Up to top_n_clusters (default 12) clusters are rendered, prioritized by total read count at the gene. The y-axis cap is the 95th percentile of reads/cell across all rendered clusters, preventing one outlier PAS from squashing the other bars.

When to interpret it: After ema switch geneview for a specific gene. A gene with a dominant distal bar in one cluster and a dominant proximal bar in another cluster is an APA candidate. The proportion annotation makes it easy to see whether a visual shift in bar height is meaningful (e.g., 80% vs 20%) or marginal.
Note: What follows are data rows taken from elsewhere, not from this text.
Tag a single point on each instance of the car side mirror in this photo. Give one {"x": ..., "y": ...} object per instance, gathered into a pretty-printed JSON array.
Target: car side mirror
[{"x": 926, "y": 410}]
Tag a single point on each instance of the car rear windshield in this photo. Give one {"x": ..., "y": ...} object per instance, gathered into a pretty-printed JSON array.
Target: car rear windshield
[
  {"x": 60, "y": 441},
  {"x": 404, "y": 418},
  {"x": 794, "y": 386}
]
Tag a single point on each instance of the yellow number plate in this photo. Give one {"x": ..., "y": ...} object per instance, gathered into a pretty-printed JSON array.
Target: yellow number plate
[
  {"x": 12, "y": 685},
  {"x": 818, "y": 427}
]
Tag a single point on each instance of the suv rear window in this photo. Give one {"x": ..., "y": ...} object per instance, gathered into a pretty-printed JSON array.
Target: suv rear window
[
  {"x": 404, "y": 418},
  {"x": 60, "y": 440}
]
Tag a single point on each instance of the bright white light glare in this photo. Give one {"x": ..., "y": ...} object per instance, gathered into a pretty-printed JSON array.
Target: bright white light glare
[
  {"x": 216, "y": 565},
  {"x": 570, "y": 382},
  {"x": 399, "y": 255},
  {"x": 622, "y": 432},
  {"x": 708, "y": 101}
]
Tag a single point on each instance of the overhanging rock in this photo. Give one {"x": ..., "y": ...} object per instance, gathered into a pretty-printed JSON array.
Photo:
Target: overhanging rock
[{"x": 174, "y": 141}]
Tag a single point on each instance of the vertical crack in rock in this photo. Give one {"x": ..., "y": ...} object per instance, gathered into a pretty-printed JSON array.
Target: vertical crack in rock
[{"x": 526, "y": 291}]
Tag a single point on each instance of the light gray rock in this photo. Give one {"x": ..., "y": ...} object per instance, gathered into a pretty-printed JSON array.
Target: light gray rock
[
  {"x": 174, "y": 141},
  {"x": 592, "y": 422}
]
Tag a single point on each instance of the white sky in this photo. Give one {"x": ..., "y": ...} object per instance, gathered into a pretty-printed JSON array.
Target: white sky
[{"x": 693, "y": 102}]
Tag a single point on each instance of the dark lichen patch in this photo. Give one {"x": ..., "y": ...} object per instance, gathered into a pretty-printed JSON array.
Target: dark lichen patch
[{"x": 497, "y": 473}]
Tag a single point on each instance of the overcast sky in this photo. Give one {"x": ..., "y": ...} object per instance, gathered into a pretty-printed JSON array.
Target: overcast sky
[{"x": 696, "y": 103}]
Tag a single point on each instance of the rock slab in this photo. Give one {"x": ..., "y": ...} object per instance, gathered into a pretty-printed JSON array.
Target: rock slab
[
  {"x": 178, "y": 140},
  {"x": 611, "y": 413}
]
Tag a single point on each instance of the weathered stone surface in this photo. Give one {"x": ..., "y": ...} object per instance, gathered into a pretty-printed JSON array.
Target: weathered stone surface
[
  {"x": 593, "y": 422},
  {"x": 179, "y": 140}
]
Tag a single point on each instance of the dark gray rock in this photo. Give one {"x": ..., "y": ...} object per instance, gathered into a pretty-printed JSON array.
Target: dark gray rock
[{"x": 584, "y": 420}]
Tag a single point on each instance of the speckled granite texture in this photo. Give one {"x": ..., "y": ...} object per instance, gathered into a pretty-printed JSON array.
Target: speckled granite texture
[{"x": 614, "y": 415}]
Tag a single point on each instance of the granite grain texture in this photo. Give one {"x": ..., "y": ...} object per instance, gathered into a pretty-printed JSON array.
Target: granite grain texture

The figure title includes chromosome coordinates and strand. Use it to cross-reference the gene structure with a genome browser.


Figure sidecar convention

Every figure written by save_matplotlib or the plotly equivalent is accompanied by a <stem>.meta.json sidecar file at the same path. The sidecar is written by ema.viz._meta.write_figure_meta.

Fixed schema keys (always present, never overwritten by the caller):

Key Description
figure_name Filename stem of the figure
viz_strategy Registered strategy name (e.g. "umap_matplotlib")
generated_at ISO 8601 UTC timestamp
peakatail_version Version string from importlib.metadata

Plot-specific keys are merged in by the strategy's render method and vary by plot type (e.g., n_cells, cluster_key, fdr, gene_id).

Manifest files in each figures/ directory:

  • figures_INDEX.json — machine-readable list of all figure entries, each containing stem, files (sibling artefacts), and meta (sidecar content).
  • figures_INDEX.md — human-readable summary grouped by plot type, with a concise tag line per figure. Written by ema.viz._meta.write_figures_index.

The manifest is regenerated after every command that produces figures. Read figures_INDEX.md in any output directory to get an overview of what every figure shows without opening the individual files.